When I started my first business, I did not have the benefit of experience, and as a graduate of computer engineering, I had learned very little (if at all) about business in school.
What I consider my first mistake when I started my first business may not pass as a mistake for many people, but looking back, I can definitely say that it was. I did not realize that I needed to raise money on time to be able to scale fast.
As a young entrepreneur, there is a tendency to want to avoid raising funding first, sometimes because of a need to retain autonomy and avoid undue interference from investors who probably have little understanding of where you want to take the business to. Another reason could be the simple fear that no one would want to invest in your business that early. I have discussed with a few young entrepreneurs and I find that some are even scared that some moneybag investor could run with their business idea, rather than investing in their business.

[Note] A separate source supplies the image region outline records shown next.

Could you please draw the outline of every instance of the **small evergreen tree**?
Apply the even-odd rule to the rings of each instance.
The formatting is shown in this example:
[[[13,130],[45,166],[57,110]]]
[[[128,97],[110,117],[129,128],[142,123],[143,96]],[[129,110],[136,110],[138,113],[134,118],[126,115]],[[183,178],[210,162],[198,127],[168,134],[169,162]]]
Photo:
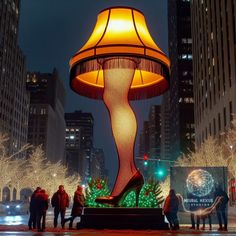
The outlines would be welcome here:
[[[161,187],[159,181],[154,179],[148,180],[146,184],[143,185],[140,194],[139,194],[139,207],[150,207],[156,208],[164,201],[163,196],[161,195]],[[136,206],[136,196],[132,191],[130,192],[124,201],[121,203],[122,207],[135,207]]]

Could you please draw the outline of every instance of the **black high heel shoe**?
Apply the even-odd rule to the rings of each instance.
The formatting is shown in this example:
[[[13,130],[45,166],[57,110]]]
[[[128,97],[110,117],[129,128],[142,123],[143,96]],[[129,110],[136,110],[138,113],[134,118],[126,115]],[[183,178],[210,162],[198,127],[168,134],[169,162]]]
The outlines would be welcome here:
[[[102,204],[109,204],[109,205],[112,205],[112,206],[119,206],[119,202],[121,202],[130,191],[135,190],[136,207],[137,207],[138,206],[139,193],[141,191],[141,188],[142,188],[143,184],[144,184],[143,176],[139,171],[137,171],[133,175],[133,177],[129,180],[129,182],[126,184],[126,186],[123,188],[123,190],[120,192],[119,195],[98,197],[98,198],[96,198],[95,202],[96,203],[102,203]]]

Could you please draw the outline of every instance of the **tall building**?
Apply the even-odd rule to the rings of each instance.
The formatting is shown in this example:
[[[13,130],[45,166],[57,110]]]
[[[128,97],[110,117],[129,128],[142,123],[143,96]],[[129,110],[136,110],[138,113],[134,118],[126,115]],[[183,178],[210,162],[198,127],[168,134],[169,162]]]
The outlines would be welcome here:
[[[27,143],[29,95],[25,57],[17,44],[19,0],[0,1],[0,132],[10,154]]]
[[[91,173],[93,177],[107,177],[105,173],[105,156],[101,148],[93,148],[92,150]]]
[[[143,122],[143,129],[139,136],[139,157],[149,153],[149,122]]]
[[[57,70],[28,73],[27,90],[30,92],[28,143],[42,144],[49,161],[63,160],[65,89]]]
[[[161,156],[161,106],[152,105],[149,110],[149,157]]]
[[[236,2],[193,0],[196,146],[218,138],[236,113]]]
[[[189,0],[168,0],[170,77],[170,155],[176,160],[194,149],[192,37]]]
[[[66,163],[71,172],[81,175],[83,181],[92,175],[93,124],[91,113],[65,113]]]

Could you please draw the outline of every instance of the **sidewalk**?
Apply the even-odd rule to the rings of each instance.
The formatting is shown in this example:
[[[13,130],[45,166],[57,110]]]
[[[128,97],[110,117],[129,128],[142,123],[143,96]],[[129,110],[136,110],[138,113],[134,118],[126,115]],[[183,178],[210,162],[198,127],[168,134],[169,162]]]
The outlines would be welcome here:
[[[229,227],[227,232],[225,231],[217,231],[218,225],[213,225],[213,230],[191,230],[189,226],[180,226],[180,230],[96,230],[96,229],[80,229],[80,230],[69,230],[69,229],[61,229],[61,228],[46,228],[44,233],[38,233],[37,230],[28,230],[28,226],[26,225],[0,225],[0,235],[3,232],[11,232],[14,235],[18,235],[17,232],[24,232],[25,234],[29,235],[42,235],[42,234],[51,234],[51,235],[80,235],[80,236],[90,236],[90,235],[111,235],[111,236],[118,236],[118,235],[126,235],[126,236],[137,236],[137,235],[236,235],[236,225],[234,227]],[[8,234],[8,233],[7,233]],[[8,234],[9,235],[9,234]]]

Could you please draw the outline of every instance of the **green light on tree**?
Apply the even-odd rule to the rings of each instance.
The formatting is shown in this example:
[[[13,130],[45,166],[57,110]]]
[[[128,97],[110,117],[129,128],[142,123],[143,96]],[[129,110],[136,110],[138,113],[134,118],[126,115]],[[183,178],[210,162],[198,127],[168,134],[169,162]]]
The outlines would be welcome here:
[[[88,207],[107,207],[104,204],[98,204],[95,202],[97,197],[108,196],[110,191],[108,189],[107,180],[101,178],[91,178],[88,187],[85,190],[86,201],[85,204]]]

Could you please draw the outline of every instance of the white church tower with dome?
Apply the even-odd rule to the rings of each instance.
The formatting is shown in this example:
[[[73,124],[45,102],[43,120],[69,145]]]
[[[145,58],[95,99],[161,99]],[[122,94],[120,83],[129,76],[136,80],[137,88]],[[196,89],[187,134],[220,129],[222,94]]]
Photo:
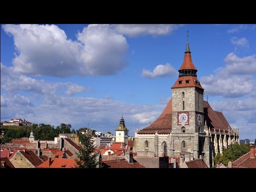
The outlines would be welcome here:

Don’t try to justify your reason for too long. Now is the time to raise that capital so you can be able to scale. Investors are plugging their funds into businesses that are still at the idea stage so you need not worry about whether they would invest or not. What matters is that you have a sellable idea. Of course, there are different kinds of investors out there, so it is up to you to look for the ones whose thoughts and business values align with your dreams for your business.
The fear of someone stealing your business idea is also not one you should cling to. No one can interpret your idea better than you do, and in a competitive market, the original always wins.
I eventually raised funds and expanded, so the most this mistake cost me was the time lost – time that could have better used to scale.
There is a way the startup ecosystem works right now and even if you did not learn business in school, you can study the trend and know how to integrate it with your business. This is something I missed out on, and it delayed me from achieving a lot of milestones in business.
The second mistake I made was not having a product that was scalable. It is common to see emerging entrepreneurs build products (physical and digital) that are so wrapped around the creator that they can hardly scale. As your product launches out and is validated by market demands, you will see the error in this. Don’t wait until then. Fix it now.
The third thing I did not realize early was the need to start earning in another currency. Earning in a currency like a dollar, Euro or pounds can become a strong buffer for any business when the exchange rates begin to throw their volatile bullets at you. If you are already earning in a currency other than your local currency at this point, it will save you a dip in your revenue.
I understood this much later and applied it subsequently when I started other businesses. Earning in the local currency is good as well but cannot provide enough buffer.
Very early in the game, you need to get your business to that point where people pay for your products in a foreign currency to enhance sustainability and stability.
This is the reason, for instance, why few Nigerians are billionaires in dollars. They work hard on their business, but the exchange rate is beyond their control. Always have the global picture in mind, and whatever you do, have some strategy to stabilize against volatile exchange rates, especially if you are an African Entrepreneur.